StatoilHydro has implemented the pump-in/flowback test as the preferred way of performing an XLOT (extended leak-off test) with mud for minimum stress estimation. In this paper we briefly review our standard method as presented in previous publications. We provide new data supporting one of our main conclusions from previous work: traditional XLOTs tend to overestimate the stress in tight formations. Further, we show that the method is also very valuable in permeable formations, by presenting an example of how a very clear stress determination was possible from the flowback phase, while the interpretation from the shut-in phase in another test cycle was at best ambiguous. We further discuss the difference between topside and downhole data, focusing on the magnitude of friction during the various phases of a test. Next, we discuss some examples of flowback tests that did not give a credible minimum stress interpretation. Three circumstances are identified which may hinder stress estimation: 1) Unfavorable combination of well azimuth and inclination, 2) Poor integrity of the casing shoe, 3) Unfavorable fracture shape.


The extended leak-off test (XLOT) has been the industry-standard for stress determination during drilling for some time [1, 2]. In hydraulic fracturing the pump-in flowback method has been one of the standard methods for minimum stress estimation for several decades [3 ,4].

In StatoilHydro, we have for the past 10 years included a flowback phase in our standard XLOT (extended leakoff tests) with drilling mud.

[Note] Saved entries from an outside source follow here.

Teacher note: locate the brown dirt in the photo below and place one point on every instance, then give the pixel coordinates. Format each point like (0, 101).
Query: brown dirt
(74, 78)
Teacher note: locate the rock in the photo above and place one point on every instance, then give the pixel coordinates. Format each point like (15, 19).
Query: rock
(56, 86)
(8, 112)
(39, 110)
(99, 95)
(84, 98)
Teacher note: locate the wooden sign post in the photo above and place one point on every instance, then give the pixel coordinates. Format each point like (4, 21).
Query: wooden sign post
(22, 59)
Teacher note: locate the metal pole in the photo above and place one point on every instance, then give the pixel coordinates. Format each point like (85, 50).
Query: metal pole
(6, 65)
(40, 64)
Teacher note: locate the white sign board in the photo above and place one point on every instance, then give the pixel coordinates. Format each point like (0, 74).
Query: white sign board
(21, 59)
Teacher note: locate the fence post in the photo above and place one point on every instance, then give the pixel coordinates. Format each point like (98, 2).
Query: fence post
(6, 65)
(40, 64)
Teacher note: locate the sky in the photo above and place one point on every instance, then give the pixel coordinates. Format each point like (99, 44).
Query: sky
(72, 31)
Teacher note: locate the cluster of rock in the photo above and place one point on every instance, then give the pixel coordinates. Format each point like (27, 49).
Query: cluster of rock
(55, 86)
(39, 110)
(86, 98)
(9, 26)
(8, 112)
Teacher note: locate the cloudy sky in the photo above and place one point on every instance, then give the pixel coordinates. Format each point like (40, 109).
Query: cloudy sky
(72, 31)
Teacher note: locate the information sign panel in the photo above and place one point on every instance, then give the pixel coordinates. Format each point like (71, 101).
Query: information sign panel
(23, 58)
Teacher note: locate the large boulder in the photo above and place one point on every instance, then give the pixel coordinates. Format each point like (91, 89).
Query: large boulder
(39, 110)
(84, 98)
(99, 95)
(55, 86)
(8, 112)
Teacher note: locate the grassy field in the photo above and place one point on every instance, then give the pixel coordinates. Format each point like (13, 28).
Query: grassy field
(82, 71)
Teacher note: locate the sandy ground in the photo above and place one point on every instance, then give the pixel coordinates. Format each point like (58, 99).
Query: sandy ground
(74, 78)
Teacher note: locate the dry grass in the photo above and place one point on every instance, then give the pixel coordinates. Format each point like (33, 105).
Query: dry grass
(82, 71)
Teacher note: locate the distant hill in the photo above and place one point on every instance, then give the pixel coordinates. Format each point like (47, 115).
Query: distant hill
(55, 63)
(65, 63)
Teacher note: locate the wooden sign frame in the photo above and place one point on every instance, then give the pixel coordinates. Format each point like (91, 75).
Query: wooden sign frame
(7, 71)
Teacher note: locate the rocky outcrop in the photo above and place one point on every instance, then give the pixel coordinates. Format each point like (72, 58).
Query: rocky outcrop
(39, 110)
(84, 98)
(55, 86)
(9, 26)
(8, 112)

Two main differences from the standard flowback procedures have been implemented: We do not attempt to keep a fixed flowback rate; rather we use a fixed choke to control the flowback. Further, we measure the volume flowed back as a function of time. The corresponding pressure and volume data allow the computation of the changes in system stiffness during the test, which has provided valuable insight into how the tests should be interpreted.

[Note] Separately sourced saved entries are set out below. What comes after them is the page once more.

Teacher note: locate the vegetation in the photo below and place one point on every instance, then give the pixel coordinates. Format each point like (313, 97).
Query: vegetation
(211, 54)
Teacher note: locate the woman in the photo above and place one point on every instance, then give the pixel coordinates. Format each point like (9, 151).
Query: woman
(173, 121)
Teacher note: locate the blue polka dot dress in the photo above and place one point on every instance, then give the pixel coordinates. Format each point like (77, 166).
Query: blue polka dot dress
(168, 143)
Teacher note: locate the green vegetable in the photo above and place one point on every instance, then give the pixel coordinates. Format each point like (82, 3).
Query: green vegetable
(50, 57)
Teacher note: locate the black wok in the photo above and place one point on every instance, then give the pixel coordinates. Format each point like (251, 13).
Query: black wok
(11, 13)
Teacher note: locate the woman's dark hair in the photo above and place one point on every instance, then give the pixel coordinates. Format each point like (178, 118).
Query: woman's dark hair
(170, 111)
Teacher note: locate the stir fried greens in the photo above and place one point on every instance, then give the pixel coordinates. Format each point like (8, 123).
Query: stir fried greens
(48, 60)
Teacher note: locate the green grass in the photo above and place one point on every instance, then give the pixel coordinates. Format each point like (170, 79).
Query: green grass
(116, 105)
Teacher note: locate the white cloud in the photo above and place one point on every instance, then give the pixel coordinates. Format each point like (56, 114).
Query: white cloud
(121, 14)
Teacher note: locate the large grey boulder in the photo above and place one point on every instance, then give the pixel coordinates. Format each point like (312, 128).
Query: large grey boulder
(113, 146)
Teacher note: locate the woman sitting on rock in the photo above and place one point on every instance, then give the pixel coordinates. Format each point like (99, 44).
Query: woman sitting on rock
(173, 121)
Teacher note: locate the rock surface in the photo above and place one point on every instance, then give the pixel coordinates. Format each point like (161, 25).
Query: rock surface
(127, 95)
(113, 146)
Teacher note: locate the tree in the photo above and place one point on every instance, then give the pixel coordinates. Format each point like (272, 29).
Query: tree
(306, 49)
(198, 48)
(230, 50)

We define the system stiffness as the change is pressure per change in volume content in the system. The system compliance is the inverse of the system stiffness. [5] The term system underlines that both are extensive quantities.

We have documented our experience in several previous papers [5–9]. In this paper we present new field data from three different wells in different fields, all on the Norwegian continental shelf, which support our previous work.

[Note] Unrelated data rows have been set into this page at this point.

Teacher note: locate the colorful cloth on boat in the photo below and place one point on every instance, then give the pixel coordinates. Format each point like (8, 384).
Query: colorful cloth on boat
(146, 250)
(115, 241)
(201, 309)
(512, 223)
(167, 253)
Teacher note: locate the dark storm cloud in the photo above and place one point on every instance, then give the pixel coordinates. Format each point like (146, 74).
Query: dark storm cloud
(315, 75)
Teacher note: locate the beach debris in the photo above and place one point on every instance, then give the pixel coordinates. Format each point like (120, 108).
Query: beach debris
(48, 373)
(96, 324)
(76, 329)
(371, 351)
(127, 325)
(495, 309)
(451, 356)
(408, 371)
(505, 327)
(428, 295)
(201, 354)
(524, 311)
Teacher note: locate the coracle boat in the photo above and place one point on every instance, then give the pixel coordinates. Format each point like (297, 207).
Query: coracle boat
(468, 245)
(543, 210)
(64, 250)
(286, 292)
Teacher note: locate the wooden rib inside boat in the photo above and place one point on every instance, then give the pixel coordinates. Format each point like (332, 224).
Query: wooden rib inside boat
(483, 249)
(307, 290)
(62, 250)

Further, we discuss and show field examples of cases where the flowback method appears not to work.


Test proceduresWe normally combine the flowback test with a standard XLOT with a shut-in period. Our basic procedure calls for a minimum of two cycles [6, 7]:

  • Pump-in followed by a shut-in period of typically 15 minutes, followed by a flowback phase with constant choke setting.

  • Pump-in followed directly by a flowback phase with constant choke setting. In recent years the procedures also include a minimum 3 minutes shut-in period after the flowback phases to check for pressure rebound.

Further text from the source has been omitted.